Diese Tage sind wir auch gesellschaftlich, politisch gefragt. Was soll bleiben, was sich verändern? Welche Partei, welche/r KandidatIn steht für die Wege, die nach unserer persönlichen Überzeugung in eine lebensfreundliche Zukunft führen. Spannende Entscheidung, viele sind noch unsicher und auf der Suche nach der richtigen Wahl.
Dabei gilt es, bei allem Gewicht der Entscheidung, sich darüber nicht zu entzweien. Was immer als Ergebnis rauskommt, es wird wieder etwas im Vorübergang sein. Jetzt geht es „nur“ um möglichst gute Schritte ins Morgen, was übermorgen sein wird, was die heutigen Entscheidungen dann zur Folge haben werden? Keiner weiß es und kann es absehen. Ein Blick in die Geschichte zeigt, nichts blieb je dauerhaft so, wie es war, Reiche kamen und gingen. Was lange selbstverständlich so sicher schien, keiner weiß, was danach kommt.

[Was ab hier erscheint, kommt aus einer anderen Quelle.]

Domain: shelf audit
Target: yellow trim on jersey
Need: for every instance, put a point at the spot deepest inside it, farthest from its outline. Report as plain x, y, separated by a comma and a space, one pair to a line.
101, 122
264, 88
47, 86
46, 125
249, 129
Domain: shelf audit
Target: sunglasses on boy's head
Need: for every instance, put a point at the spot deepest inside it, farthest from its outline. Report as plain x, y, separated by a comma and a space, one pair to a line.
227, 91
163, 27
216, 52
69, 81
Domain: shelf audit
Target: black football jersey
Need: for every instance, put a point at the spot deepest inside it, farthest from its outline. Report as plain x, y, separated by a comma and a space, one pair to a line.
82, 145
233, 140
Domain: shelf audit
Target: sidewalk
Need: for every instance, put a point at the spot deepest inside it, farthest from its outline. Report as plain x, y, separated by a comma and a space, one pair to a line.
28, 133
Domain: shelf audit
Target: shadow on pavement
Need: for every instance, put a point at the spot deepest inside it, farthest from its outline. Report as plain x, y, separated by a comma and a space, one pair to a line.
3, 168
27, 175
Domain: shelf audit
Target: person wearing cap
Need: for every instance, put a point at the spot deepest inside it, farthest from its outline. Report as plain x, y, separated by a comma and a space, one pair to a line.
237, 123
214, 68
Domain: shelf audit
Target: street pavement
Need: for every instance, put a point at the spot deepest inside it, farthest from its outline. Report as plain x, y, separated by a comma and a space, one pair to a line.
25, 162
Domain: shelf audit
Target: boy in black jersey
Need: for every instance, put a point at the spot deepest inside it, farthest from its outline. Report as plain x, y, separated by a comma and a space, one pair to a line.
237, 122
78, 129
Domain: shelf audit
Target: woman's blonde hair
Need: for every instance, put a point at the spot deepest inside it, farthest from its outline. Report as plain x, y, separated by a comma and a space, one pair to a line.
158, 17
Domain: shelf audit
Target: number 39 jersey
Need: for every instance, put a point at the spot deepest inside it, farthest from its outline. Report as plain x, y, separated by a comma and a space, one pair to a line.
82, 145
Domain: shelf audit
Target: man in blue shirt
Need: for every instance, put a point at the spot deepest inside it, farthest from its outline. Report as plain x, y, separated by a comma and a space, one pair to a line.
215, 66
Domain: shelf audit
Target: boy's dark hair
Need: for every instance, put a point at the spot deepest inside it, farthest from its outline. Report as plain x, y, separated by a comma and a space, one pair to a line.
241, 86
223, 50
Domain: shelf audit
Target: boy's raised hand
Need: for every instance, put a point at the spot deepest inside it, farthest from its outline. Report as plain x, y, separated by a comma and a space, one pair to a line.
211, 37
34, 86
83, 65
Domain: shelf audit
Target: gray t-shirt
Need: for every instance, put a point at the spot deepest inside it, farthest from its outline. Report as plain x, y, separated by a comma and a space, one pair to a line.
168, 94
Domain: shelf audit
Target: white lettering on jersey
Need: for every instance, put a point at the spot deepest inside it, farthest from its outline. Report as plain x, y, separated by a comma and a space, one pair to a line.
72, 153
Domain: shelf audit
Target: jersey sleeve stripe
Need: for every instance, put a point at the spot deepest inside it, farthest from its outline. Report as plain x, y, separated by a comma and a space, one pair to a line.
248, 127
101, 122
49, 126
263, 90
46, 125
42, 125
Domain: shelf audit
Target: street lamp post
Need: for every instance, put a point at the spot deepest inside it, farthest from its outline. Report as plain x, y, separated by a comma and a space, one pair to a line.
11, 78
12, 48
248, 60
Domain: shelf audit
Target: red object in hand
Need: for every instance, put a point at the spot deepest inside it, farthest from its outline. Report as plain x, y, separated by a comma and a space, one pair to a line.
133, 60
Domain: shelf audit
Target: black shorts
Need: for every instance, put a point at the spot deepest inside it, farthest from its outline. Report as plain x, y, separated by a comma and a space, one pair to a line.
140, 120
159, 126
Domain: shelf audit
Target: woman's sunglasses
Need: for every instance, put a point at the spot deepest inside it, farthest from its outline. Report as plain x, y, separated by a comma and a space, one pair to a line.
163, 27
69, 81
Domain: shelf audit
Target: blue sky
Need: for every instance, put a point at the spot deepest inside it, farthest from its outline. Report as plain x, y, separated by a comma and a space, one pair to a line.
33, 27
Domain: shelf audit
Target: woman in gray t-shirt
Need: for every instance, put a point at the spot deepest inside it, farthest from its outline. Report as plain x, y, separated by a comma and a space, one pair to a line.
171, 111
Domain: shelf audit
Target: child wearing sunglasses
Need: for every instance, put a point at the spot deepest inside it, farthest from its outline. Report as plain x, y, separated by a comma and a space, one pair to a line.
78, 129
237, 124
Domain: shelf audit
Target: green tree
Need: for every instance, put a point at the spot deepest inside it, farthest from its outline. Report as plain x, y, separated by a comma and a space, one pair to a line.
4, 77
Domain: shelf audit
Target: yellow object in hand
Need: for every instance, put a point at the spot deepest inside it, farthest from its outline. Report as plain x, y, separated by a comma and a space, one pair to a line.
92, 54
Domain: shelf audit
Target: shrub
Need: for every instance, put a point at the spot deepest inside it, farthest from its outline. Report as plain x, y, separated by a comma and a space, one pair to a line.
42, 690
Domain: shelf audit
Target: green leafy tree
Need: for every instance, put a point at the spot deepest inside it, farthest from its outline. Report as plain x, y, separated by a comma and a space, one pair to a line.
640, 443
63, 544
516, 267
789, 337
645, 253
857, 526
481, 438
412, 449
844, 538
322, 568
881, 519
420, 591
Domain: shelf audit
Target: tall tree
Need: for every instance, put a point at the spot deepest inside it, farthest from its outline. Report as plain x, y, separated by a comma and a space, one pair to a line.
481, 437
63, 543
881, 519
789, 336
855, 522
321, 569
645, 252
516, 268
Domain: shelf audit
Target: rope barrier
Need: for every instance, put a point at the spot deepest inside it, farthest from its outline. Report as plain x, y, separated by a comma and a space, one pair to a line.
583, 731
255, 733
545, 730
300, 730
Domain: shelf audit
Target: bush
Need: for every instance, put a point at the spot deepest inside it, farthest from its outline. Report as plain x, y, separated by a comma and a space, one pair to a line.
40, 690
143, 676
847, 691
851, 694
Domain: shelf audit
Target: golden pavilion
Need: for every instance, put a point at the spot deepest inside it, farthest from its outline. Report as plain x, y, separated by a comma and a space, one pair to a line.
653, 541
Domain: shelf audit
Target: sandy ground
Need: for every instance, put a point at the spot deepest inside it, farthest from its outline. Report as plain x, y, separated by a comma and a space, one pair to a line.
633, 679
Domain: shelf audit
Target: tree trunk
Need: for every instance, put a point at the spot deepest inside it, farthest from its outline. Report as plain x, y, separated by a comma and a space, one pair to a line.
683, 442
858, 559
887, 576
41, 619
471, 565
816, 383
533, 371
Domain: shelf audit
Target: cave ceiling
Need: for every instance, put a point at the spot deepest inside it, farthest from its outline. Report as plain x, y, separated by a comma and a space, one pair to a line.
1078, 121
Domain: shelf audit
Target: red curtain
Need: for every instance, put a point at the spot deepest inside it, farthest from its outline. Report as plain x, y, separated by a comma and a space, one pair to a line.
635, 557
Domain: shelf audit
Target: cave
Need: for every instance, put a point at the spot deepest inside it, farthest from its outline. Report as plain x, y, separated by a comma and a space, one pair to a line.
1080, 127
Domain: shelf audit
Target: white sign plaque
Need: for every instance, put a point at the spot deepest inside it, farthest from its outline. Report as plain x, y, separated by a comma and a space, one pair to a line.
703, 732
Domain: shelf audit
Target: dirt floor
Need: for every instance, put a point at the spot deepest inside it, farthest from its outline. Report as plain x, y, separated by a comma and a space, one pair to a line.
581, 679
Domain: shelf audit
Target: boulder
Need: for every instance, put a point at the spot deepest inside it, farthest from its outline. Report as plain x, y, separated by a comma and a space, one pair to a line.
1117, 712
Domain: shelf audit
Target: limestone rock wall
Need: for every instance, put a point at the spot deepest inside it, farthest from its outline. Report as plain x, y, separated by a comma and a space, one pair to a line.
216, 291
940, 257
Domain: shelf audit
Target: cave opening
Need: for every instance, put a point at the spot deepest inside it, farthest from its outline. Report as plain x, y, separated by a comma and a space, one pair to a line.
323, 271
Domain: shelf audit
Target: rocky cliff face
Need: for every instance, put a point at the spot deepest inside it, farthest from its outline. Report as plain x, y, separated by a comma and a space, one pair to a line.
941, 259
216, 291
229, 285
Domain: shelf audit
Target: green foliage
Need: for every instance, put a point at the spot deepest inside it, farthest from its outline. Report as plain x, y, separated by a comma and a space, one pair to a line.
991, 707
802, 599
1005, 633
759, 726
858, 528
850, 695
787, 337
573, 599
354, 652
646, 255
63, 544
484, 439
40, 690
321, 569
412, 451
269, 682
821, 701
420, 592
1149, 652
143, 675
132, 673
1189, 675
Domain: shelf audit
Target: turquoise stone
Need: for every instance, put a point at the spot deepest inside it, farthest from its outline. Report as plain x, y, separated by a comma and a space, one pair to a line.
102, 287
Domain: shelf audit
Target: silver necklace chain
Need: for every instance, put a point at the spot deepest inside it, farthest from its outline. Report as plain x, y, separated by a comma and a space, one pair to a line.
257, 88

Das Neue kann ebenso motivierend, befreiend sein, wie seine Unsicherheiten ängstigen. „Panta rhei“ – alles ist im Fluss, so hat schon der griechische Philosoph Plato festgestellt. Wenn alles fließt, muss uns dann auch alles zwischen den Händen zerrinnen? Vielleicht sogar unser Leben? Gibt es denn wirklich nichts, was dauerhaft bleibt in aller Veränderung?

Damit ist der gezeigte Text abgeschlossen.